May 2003, A quilt of nationalities

This morning the park was pretty wet from the all-night rain. There was some fog too. Various people were doing tai chi, off by themselves in different parts of the misty park, or sometimes in groups of two or three. On the basketball court an older Chinese man was teaching a young Chinese woman how to wield a sword as part of their tai chi (or whatever the exceedingly graceful movements were, that he was doing and she was imitating). Across from the park on Havelock Street one of the young university students who are back for the summer, Tom Mills, came out on his porch and began to play his trumpet. (He's studying music in Montreal.) The mist seemed to carry the notes all over the park...

I was there because I had to light a fire for the Portuguese church women who were planning to come later and cook their meat and vegetables for their church supper. They came in the afternoon, with the task of cooking food for eighty people. They like to use the ovens because that way they can cook those huge amounts all at once, instead of having to divvy up the food for everyone to cook in small amounts in their home ovens. Plus, they say, they're used to the taste of food cooked in a brick oven, from back home in the Azores, and it tastes better to them.

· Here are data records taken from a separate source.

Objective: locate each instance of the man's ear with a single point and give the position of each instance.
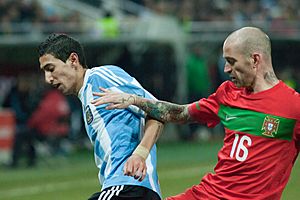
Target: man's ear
(73, 58)
(256, 59)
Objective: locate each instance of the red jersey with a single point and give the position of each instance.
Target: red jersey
(261, 144)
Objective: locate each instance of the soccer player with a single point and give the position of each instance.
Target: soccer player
(115, 134)
(261, 116)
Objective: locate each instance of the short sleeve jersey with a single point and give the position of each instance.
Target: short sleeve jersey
(115, 133)
(261, 144)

At the end of the afternoon these women came back to pick up the finished trays of beef and roast potatoes, with a young nephew to help carry. Then as I was leaving the park, three Sri Lankan men approached me and asked again if we could put in a cricket pitch. I've tried in the past to persuade those folks to set up a meeting with the councillor, to impress their desires on him. But meetings just don't seem to come together for them. However they were keen enough that they said they could get a big list of signatures. We'll see. The Jamaican guys from the basketball court said they'd be interested too, and the two groups tried to explain the spread of cricket to me: "wherever the British were, that's where we love cricket." There was a pride to it, a different way of talking about roots than going back to the pre-colonial period. But roots nevertheless. I hope we can get them what they want.